Bug description
When using the default ONNX embedding model in Spring AI (all-MiniLM-L6-v2
), running the embedding process asynchronously with a ThreadPoolTaskExecutor
results in inconsistent behavior and occasional runtime exceptions. The issue does not occur when executing the process synchronously.
Environment
Java Version: 17
Spring Boot Version: Latest
Spring AI Version: 1.0.0-M5
Vector Store: Qdrant (though likely unrelated)
ONNX Model: Default (all-MiniLM-L6-v2
)
Steps to reproduce
Configure a ThreadPoolTaskExecutor for handling embedding asynchronously
@Bean(name = "embeddingThreadPoolTaskExecutor")
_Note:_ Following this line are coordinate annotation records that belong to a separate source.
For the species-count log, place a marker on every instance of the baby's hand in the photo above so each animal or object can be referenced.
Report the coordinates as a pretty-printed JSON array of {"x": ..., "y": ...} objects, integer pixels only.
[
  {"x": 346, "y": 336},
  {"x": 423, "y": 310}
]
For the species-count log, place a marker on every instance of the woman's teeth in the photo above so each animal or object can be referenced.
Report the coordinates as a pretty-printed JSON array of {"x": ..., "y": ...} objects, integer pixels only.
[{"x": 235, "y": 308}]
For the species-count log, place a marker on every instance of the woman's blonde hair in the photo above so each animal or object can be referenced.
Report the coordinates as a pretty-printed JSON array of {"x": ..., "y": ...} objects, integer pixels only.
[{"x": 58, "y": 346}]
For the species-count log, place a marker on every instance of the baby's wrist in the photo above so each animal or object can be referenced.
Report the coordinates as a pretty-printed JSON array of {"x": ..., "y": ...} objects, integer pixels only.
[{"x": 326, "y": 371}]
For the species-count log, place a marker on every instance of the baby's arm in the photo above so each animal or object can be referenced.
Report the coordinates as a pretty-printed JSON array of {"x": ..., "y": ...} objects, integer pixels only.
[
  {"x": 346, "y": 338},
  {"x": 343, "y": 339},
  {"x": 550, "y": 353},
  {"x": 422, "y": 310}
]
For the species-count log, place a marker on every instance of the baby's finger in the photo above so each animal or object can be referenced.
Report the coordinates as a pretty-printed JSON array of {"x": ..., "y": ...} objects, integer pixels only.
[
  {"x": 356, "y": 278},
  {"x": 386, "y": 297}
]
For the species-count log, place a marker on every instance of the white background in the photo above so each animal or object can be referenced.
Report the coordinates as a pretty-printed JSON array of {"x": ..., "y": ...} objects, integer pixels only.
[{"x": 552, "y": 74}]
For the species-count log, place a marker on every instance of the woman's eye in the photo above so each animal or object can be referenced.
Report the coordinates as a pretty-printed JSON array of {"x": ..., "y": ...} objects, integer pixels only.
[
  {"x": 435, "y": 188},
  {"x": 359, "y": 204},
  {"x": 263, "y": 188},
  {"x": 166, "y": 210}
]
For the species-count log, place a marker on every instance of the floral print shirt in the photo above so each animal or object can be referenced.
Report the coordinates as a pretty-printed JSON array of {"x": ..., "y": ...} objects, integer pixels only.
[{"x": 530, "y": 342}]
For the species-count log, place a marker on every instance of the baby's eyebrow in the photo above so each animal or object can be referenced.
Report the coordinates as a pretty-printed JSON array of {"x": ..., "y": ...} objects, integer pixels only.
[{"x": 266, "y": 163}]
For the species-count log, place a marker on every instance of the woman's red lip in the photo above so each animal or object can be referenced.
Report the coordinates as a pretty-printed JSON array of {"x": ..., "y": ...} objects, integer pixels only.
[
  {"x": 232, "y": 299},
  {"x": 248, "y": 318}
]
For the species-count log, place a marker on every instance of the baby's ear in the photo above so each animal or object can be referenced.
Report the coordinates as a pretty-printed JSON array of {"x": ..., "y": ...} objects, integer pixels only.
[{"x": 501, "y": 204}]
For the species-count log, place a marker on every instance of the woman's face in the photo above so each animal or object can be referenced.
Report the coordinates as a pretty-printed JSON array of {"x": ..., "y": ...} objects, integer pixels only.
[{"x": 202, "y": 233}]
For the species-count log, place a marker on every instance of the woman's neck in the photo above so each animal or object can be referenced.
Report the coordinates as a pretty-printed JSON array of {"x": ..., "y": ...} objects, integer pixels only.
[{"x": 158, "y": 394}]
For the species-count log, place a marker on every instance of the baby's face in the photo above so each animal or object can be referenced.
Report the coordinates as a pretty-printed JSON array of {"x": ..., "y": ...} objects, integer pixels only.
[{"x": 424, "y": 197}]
public ThreadPoolTaskExecutor threadPoolTaskExecutor() {
ThreadPoolTaskExecutor executor = new ThreadPoolTaskExecutor();
executor.setCorePoolSize(2);
executor.setMaxPoolSize(4);
executor.setQueueCapacity(25);
executor.setThreadNamePrefix("EmbeddingAsyncExecutor-");
executor.setWaitForTasksToCompleteOnShutdown(true);
executor.setAwaitTerminationSeconds(60);
executor.initialize();
return executor;
}
Call an embedding process asynchronously
@Async("embeddingThreadPoolTaskExecutor")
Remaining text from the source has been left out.